No choice on school choice
Appeals court upholds Maine restrictions on religious school tuition
Three families in rural areas of Maine without public high schools can send their children to private school but not Christian school on the government’s dime, an appeals court ruled Thursday.
The decision “allows the state of Maine to continue discriminating against families and students seeking to attend religious schools, and we will immediately appeal to the U.S. Supreme Court,” said Tim Keller, an attorney with the Institute for Justice, which represents the parents.
In a 63-page opinion, 1st U.S. Circuit Court of Appeals Judge David Barron, writing for a three-judge panel, said Maine’s requirement that schools receiving state funds be nonsectarian did not violate the First Amendment’s right to the free exercise of religion.

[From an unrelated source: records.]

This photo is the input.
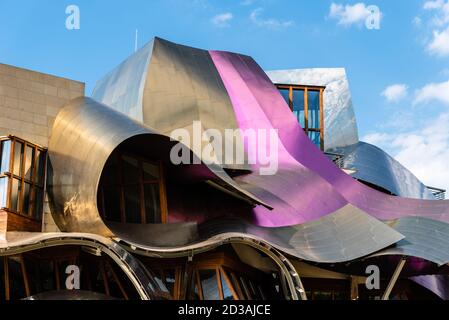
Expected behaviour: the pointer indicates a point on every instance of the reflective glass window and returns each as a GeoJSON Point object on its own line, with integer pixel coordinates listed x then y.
{"type": "Point", "coordinates": [285, 93]}
{"type": "Point", "coordinates": [18, 155]}
{"type": "Point", "coordinates": [314, 109]}
{"type": "Point", "coordinates": [132, 203]}
{"type": "Point", "coordinates": [26, 198]}
{"type": "Point", "coordinates": [29, 166]}
{"type": "Point", "coordinates": [227, 292]}
{"type": "Point", "coordinates": [15, 192]}
{"type": "Point", "coordinates": [40, 163]}
{"type": "Point", "coordinates": [152, 203]}
{"type": "Point", "coordinates": [6, 156]}
{"type": "Point", "coordinates": [298, 106]}
{"type": "Point", "coordinates": [315, 137]}
{"type": "Point", "coordinates": [38, 203]}
{"type": "Point", "coordinates": [3, 191]}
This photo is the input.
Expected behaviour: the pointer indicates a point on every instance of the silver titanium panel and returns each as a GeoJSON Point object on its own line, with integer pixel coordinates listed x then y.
{"type": "Point", "coordinates": [122, 89]}
{"type": "Point", "coordinates": [84, 135]}
{"type": "Point", "coordinates": [344, 235]}
{"type": "Point", "coordinates": [424, 238]}
{"type": "Point", "coordinates": [175, 86]}
{"type": "Point", "coordinates": [373, 165]}
{"type": "Point", "coordinates": [340, 126]}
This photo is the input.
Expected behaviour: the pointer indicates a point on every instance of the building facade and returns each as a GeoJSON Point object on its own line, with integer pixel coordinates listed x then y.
{"type": "Point", "coordinates": [96, 205]}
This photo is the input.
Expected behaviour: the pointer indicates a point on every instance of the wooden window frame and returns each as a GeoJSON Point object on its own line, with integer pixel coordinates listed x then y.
{"type": "Point", "coordinates": [141, 186]}
{"type": "Point", "coordinates": [306, 90]}
{"type": "Point", "coordinates": [33, 183]}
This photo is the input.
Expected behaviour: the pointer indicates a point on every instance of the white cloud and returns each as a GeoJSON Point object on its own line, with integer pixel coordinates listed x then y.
{"type": "Point", "coordinates": [434, 4]}
{"type": "Point", "coordinates": [433, 92]}
{"type": "Point", "coordinates": [417, 21]}
{"type": "Point", "coordinates": [395, 93]}
{"type": "Point", "coordinates": [247, 2]}
{"type": "Point", "coordinates": [376, 138]}
{"type": "Point", "coordinates": [272, 23]}
{"type": "Point", "coordinates": [440, 43]}
{"type": "Point", "coordinates": [222, 20]}
{"type": "Point", "coordinates": [349, 14]}
{"type": "Point", "coordinates": [424, 151]}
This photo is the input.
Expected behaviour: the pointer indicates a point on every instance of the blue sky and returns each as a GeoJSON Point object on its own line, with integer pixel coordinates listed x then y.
{"type": "Point", "coordinates": [399, 75]}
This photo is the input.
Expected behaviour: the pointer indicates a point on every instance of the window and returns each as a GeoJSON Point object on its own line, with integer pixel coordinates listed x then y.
{"type": "Point", "coordinates": [306, 103]}
{"type": "Point", "coordinates": [132, 190]}
{"type": "Point", "coordinates": [22, 176]}
{"type": "Point", "coordinates": [211, 284]}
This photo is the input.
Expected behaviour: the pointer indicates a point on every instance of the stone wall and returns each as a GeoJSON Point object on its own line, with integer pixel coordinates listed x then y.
{"type": "Point", "coordinates": [29, 103]}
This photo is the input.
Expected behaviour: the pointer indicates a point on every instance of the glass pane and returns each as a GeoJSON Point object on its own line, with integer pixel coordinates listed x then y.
{"type": "Point", "coordinates": [3, 191]}
{"type": "Point", "coordinates": [194, 293]}
{"type": "Point", "coordinates": [16, 283]}
{"type": "Point", "coordinates": [227, 293]}
{"type": "Point", "coordinates": [315, 137]}
{"type": "Point", "coordinates": [130, 170]}
{"type": "Point", "coordinates": [209, 284]}
{"type": "Point", "coordinates": [110, 171]}
{"type": "Point", "coordinates": [40, 162]}
{"type": "Point", "coordinates": [6, 155]}
{"type": "Point", "coordinates": [152, 203]}
{"type": "Point", "coordinates": [29, 156]}
{"type": "Point", "coordinates": [236, 286]}
{"type": "Point", "coordinates": [112, 203]}
{"type": "Point", "coordinates": [26, 199]}
{"type": "Point", "coordinates": [38, 202]}
{"type": "Point", "coordinates": [18, 154]}
{"type": "Point", "coordinates": [298, 106]}
{"type": "Point", "coordinates": [150, 171]}
{"type": "Point", "coordinates": [285, 94]}
{"type": "Point", "coordinates": [132, 203]}
{"type": "Point", "coordinates": [170, 280]}
{"type": "Point", "coordinates": [314, 109]}
{"type": "Point", "coordinates": [15, 192]}
{"type": "Point", "coordinates": [254, 291]}
{"type": "Point", "coordinates": [322, 295]}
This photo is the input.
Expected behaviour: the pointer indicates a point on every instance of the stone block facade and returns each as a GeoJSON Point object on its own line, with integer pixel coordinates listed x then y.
{"type": "Point", "coordinates": [29, 103]}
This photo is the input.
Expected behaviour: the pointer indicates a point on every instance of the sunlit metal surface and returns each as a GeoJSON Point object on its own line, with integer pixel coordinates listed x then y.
{"type": "Point", "coordinates": [172, 86]}
{"type": "Point", "coordinates": [373, 165]}
{"type": "Point", "coordinates": [85, 134]}
{"type": "Point", "coordinates": [122, 89]}
{"type": "Point", "coordinates": [143, 281]}
{"type": "Point", "coordinates": [424, 238]}
{"type": "Point", "coordinates": [339, 237]}
{"type": "Point", "coordinates": [340, 126]}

The panel included retired Supreme Court Justice David Souter, who, like other retired justices, sits on the federal appellate bench by designation of the U.S. chief justice.

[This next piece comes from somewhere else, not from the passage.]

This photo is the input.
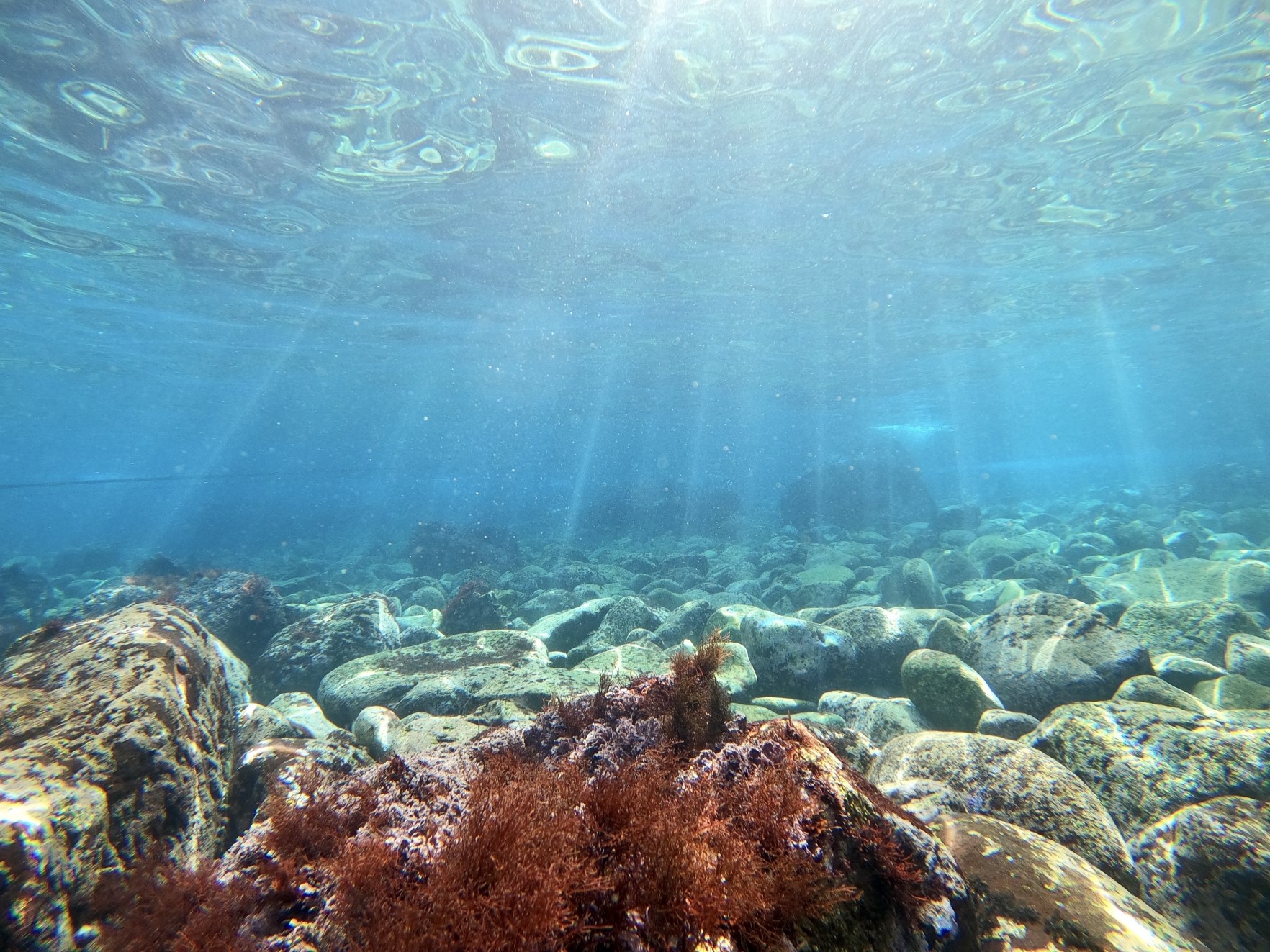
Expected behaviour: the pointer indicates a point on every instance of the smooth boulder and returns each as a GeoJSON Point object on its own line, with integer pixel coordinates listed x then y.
{"type": "Point", "coordinates": [116, 742]}
{"type": "Point", "coordinates": [1045, 650]}
{"type": "Point", "coordinates": [1010, 781]}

Keller said the 1st Circuit’s decision conflicts with the Supreme Court’s June ruling in Espinoza v. Montana Dept. of Revenue. That decision struck down that state’s Blaine Amendment, which barred public aid from going to educational institutions “controlled in whole or in part by any church, sect, or denomination.”
Barron distinguished between the Montana law’s focus on religious status and Maine’s focus on religious use.
“Sectarian schools are denied funds not because of who they are but because of what they would do with the money—use it to further the religious purposes of inculcation and proselytization,” Barron wrote.
The 1st Circuit decision also is at odds with another recent 2nd Circuit decision stating Vermont cannot exclude high school students attending religious schools from a program paying for them to take college classes—meaning this issue will not go away anytime soon.